Contoh nyata penerapan falsafah rumongso melu handarbeni, kata Whafiq, terlihat pada para abdi dalem dalam hidup keseharian ketika menunaikan jejibahan (kewajiban) masing-masing. Misalkan di saat mereka menjaga kebersihan lingkungan karaton, dan menceritakan nilai-nilai luhur dalam kebudayaan karaton kepada para tamu/pengunjung dilakukan dengan senang hati.
Mereka juga mematuhi suba sita/ ungah ungguh sebagai sarana pembentukan karakter abdi dalem. Menjaga artefak-artefak karaton, seperti pusaka, piranti makan, dan benda Keraton lainnya yang memiliki muatan nilai sejarah tersendiri.
“Selain itu para abdi dalem turut menjaga peralatan-peralatan biasa milik karaton yang digunakan untuk pengabdian mereka sehari-hari,” terangnya.
Vicky Mayreza Antoni menambahkan penerapan nilai-nilai pada falsafah rumongso melu handarbeni pada abdi dalem terhadap loyalitas dalam hubungan kerja tersebut tercipta melalui penghayatan abdi dalem terhadap falsafah rumongso melu handarbeni.
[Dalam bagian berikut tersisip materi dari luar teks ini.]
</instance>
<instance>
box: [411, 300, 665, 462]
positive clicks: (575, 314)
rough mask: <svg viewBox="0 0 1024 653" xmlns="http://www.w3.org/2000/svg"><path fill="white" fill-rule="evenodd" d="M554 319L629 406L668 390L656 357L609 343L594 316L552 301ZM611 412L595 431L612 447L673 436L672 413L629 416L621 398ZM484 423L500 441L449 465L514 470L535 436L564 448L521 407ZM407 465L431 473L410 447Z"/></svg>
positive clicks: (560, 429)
Penghayatan para abdi dalem tersebut nampak pada internalisasi nilai-nilai spiritualitas.
“Begitu nampak pada penyakralan Keraton, rasa syukur abdi dalem terhadap berkah yang dirasakan abdi dalem sebagai bagian dari Keraton, berkah dalem, keterikatan kekeluargaan dalam karaton, dan adanya nama pemberian Keraton, asma paring dalem untuk para abdi dalem,” jelasnya.
Vicky menjelaskan penerapan nilai-nilai falsafah rumongso melu handarbeni pada abdi dalem dilatarbelakangi oleh tendensi yang sifatnya spiritualitas, bukan pada sifat materialis layaknya hubungan kerja pada konstruksi modern.
“Loyalitas yang berorientasi pada spiritualitas inilah yang dinilai sebagai penyeimbang dari loyalitas pada konstruksi ketenagakerjaan modern yang berorientasi material sehingga tercipta loyalitas dalam hubungan kerja,” paparnya.